Que veut-il dire par « maintes fois réfutées »? Est-il en train d’affirmer que le Forum Économique Mondial ne réunit pas des puissants personnages pour coordonner certaines politiques à l’international? À quoi sert cette organisation dans ce cas? Et qui s’y réunit? Des groupes de l’âge d’or anonymes pour discuter d’un prochain Bingo?
C’est une tactique assez commune dans les médias de se moquer de certaines appellations ou formulations de phénomènes qui, pourtant, existent bel et bien et sont étudiés sérieusement depuis des décennies dans nos universités.
Le concept d’institutions « supranationales » et le « mondialisme » en son sens large n’ont absolument rien de complotiste. Djuric aurait-il raté les 70 dernières années, où L’ONU, l’OMS, la Banque Mondiale, le FMI, le FEM, L’UE, l’ALENA, l’ASEAN, l’OTAN, les différents G8, G7, G20, et autres grandes organisations sont devenues incontournables dans la structuration de l’ordre international? A-t-il manqué le moment de « l’ouverture du monde » dans les années 90, où toutes les réflexions se tournaient autour de l’accélération rapide de la mondialisation?

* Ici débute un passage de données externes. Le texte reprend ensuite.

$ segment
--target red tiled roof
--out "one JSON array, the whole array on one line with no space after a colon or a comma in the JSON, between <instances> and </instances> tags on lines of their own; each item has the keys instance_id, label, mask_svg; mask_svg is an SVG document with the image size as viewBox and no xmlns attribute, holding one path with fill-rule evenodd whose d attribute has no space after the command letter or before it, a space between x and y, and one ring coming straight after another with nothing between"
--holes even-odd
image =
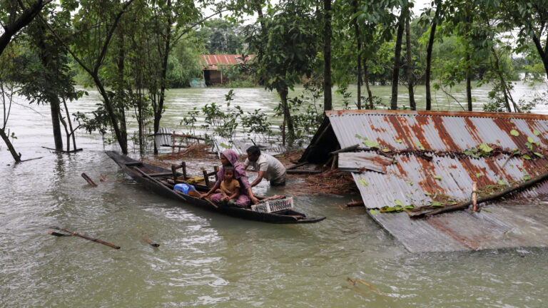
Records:
<instances>
[{"instance_id":1,"label":"red tiled roof","mask_svg":"<svg viewBox=\"0 0 548 308\"><path fill-rule=\"evenodd\" d=\"M248 55L244 62L247 62L254 55ZM204 69L217 70L217 66L236 65L242 63L242 55L200 55L200 61Z\"/></svg>"}]
</instances>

A-t-il manqué les centaines de milliers de pages écrites par des chercheurs dans des universités partout sur terre qui se questionnaient sur les impacts de cette « mondialisation », en particulier sur l’indépendance des États Nationaux? A-t-il raté l’acuité de ces préoccupations en ce qui a trait au modèle de l’Union Européenne et de l’extension constante de ses cours de justice sur les systèmes de justice nationaux? A-t-il raté les préoccupations de la désindustrialisation occidentale? A-t-il raté tous ces sommets sur l’environnement qui contraignent les gouvernements à des politiques de transition agressives?
En fait, la question serait plutôt : M. Djuric prend-il les Canadien pour des idiots, des gens arriérés qui n’ont pas pris conscience de l’évolution du monde depuis 70 ans? Ou bien est-il lui-même un peu simple, et dans un militantisme crasse, en vient à ne plus être capable de cerner le réel?
Le seul argument de Djuric pour nous confirmer qu’il est complotiste de promettre de se retirer du Forum économique mondial, c’est de dire que le Canada y participe depuis de nombreuses années. Eh bien, pour la profondeur de l’analyse, on repassera. Ce serait drôle si ce n’était pas si grave : nier le réel de la sorte et se targuer de faire de l’information de qualité pour un média grand public est beaucoup plus dangereux que les publications Facebook de quelques écervelés complotistes.
L’identification numérique n’existe pas non plus, apparemment…
Ensuite, Djuric se penche sur le refus et la condamnation de plans pour une éventuelle identification numérique par Poilievre : « En ce qui concerne l’identification numérique, le gouvernement fédéral a examiné la technique pour créer un document national d’identification numérique afin d’aider les Canadiens à accéder aux services gouvernementaux. Il n’a pas été promu comme quelque chose qui deviendra obligatoire. »
Donc l’entièreté de son argumentaire est de dire : il y a des plans pour ça, mais ce ne sera pas obligatoire, alors c’est complotiste de dire que ça le sera.
Encore une fois, quelle naïveté : un aspect de la politique, c’est précisément que ça peut changer extrêmement vite.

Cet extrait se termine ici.